The Afghan solution must come from within, he suggested, and, like Hekmat Karzai, Obama appears to hope that the “Taliban Five” could be a part of the reconciliation process. A senior Obama administration official told CBS News as much Sunday, saying the Bergdahl swap is part of “a broader reconciliation framework” between the US and the Taliban.

The Afghan High Peace Council, which is tasked with moving the country toward reconciliation, appears to agree. “The council reportedly believes that high-ranking Taliban commanders held at Guantánamo can assist in reconciliation efforts,” according to the Long War Journal.

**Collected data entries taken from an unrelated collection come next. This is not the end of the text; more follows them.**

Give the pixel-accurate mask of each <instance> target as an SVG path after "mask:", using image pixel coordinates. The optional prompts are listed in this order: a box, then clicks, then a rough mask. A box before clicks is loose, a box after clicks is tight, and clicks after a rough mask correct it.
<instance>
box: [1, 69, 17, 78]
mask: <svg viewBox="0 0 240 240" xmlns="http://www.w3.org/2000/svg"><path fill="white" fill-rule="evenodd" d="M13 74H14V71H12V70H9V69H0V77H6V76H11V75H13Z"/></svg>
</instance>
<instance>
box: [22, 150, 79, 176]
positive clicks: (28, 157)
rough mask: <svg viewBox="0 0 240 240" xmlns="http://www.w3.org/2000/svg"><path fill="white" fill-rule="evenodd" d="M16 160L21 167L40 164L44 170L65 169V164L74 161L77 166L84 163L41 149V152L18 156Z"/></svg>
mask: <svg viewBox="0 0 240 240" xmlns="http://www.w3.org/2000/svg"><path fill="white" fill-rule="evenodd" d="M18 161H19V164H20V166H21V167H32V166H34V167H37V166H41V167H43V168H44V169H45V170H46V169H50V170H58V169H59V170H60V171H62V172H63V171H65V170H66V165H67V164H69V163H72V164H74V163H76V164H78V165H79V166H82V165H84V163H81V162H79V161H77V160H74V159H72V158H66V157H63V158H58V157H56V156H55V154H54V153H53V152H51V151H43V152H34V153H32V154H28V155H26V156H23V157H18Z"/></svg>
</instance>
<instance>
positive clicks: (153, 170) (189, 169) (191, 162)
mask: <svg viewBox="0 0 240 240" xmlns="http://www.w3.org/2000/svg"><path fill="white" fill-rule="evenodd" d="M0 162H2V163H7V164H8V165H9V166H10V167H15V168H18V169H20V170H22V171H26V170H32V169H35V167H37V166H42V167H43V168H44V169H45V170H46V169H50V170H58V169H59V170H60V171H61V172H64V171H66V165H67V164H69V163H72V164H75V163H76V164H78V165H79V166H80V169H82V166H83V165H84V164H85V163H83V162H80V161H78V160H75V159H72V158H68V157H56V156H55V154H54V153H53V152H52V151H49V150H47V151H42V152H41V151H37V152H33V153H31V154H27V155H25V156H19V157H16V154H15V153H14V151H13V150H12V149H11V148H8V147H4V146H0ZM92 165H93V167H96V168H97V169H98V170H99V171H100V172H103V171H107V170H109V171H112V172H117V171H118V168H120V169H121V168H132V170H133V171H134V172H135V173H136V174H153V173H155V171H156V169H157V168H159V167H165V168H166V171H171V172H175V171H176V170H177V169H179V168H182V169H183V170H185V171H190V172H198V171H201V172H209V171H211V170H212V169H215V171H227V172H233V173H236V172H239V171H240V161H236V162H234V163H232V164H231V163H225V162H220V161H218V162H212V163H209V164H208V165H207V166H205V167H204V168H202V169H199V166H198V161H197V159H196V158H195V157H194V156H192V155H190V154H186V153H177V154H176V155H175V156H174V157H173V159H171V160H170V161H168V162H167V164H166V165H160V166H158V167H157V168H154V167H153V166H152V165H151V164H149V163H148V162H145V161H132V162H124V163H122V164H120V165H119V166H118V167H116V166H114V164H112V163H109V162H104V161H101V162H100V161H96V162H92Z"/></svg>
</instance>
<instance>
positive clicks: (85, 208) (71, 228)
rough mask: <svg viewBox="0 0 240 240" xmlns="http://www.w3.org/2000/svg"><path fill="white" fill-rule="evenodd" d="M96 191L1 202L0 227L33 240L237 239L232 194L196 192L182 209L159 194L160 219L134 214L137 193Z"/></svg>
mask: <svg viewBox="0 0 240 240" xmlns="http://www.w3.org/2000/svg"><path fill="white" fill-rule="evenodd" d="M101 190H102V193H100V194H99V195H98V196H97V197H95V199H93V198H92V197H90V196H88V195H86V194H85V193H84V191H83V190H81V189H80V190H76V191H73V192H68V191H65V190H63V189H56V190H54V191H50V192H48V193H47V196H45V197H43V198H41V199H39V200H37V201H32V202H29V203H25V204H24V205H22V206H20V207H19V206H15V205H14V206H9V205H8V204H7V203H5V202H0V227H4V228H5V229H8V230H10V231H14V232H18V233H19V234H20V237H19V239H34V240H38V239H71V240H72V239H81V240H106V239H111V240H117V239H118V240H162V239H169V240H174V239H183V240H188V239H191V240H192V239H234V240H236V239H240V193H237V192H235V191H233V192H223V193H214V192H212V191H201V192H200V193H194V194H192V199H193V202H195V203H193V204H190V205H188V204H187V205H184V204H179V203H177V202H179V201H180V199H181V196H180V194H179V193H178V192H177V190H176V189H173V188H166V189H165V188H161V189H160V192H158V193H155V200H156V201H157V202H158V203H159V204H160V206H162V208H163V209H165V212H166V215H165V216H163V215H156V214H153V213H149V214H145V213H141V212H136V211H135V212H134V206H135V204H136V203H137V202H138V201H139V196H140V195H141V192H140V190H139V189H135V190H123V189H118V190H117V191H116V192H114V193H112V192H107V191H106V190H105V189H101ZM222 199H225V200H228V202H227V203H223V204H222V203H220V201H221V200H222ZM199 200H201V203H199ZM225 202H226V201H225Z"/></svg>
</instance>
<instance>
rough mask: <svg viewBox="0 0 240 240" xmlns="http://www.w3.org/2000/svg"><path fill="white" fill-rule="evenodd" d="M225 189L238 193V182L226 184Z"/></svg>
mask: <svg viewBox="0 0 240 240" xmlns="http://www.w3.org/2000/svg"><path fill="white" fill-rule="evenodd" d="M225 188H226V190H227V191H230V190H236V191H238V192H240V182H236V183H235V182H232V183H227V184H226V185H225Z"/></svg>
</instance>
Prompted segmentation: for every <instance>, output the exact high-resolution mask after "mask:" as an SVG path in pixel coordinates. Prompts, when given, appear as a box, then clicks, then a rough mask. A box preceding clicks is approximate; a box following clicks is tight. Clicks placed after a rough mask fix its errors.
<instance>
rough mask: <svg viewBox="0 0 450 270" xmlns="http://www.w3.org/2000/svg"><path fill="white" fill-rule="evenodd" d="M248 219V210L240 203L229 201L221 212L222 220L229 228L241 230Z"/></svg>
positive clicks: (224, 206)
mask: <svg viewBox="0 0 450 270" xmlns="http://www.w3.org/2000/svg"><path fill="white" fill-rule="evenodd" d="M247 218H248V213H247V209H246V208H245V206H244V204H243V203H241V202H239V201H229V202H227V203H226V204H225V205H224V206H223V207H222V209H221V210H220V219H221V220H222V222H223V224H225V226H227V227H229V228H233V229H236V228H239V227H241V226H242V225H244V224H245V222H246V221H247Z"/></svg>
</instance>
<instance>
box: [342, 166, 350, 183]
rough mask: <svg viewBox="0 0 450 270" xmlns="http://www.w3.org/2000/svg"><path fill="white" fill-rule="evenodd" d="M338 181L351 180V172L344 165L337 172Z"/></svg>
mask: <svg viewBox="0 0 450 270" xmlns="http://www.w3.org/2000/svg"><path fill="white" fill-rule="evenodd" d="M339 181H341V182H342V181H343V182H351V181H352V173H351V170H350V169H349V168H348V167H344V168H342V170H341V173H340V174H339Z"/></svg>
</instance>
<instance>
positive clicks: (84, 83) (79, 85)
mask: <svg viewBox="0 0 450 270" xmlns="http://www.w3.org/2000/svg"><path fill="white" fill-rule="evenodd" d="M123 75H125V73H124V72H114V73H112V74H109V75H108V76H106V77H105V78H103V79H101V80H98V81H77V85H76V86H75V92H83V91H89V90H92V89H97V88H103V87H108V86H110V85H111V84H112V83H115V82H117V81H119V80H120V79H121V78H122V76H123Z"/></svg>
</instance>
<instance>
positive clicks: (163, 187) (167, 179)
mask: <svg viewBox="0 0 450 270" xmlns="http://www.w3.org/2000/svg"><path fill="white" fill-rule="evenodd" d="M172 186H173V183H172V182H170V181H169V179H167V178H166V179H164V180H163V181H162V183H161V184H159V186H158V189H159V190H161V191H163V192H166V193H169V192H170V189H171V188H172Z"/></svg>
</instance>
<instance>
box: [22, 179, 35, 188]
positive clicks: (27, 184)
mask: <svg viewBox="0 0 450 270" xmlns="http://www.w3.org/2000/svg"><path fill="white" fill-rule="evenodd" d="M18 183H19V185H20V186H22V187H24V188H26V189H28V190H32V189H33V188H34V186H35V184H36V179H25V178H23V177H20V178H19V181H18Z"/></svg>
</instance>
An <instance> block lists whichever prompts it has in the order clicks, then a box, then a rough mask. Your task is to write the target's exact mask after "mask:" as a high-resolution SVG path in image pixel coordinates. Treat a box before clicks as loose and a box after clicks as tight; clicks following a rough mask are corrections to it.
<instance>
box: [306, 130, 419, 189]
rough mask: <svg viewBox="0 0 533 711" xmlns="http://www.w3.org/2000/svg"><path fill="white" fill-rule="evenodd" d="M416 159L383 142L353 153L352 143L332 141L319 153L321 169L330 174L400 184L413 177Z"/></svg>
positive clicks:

The Obama administration claims it did not negotiate with terrorists in the prisoner swap. Qatar was an intermediary, and Qatari officials have promised to ban the Taliban leaders from traveling abroad for a year. Yet the Obama administration has in the past shown impatience over what it sees as America’s hard-headed refusal to talk with enemies, whether they are the Taliban or Iran. The Guardian writes:

Administration officials have long rolled their eyes at that contention [of negotiating with terrorists], and rattled off examples of Ronald Reagan trading arms for hostages with hated Iran and the litany of Israeli prisoner swaps with Hamas and Hezbollah, all examples designed to hit a nerve with their conservative opposition. From their perspective, foreclosing on a tangible achievement like Bergdahl’s freedom to preserve a rhetorical purity against negotiating with terrorists – which is a white lie – is foreign policy malpractice.

And, of course, Obama has no love for Guantánamo. During his first week in office, he signed an executive order to close the detention facility within a year. That failed. More recently, when he signed a bill that required him to give Congress 30 days notice of any plan to transfer Guantánamo detainees abroad, he added a “signing statement” saying that, in his opinion, the Constitution gave him the power to override the law.

On Saturday, he did it.

On Saturday evening, standing in the White House Rose Garden with Bergdahl’s parents, Obama said: “We’re committed to winding down the war in Afghanistan, and we are committed to closing Gitmo. But we also made an ironclad commitment to bring our prisoners of war home. That’s who we are as Americans.”

To critics, perhaps, the swap smelled of concession. But to Obama, it seems, it was a positive assertion of his vision for a more nuanced American foreign policy.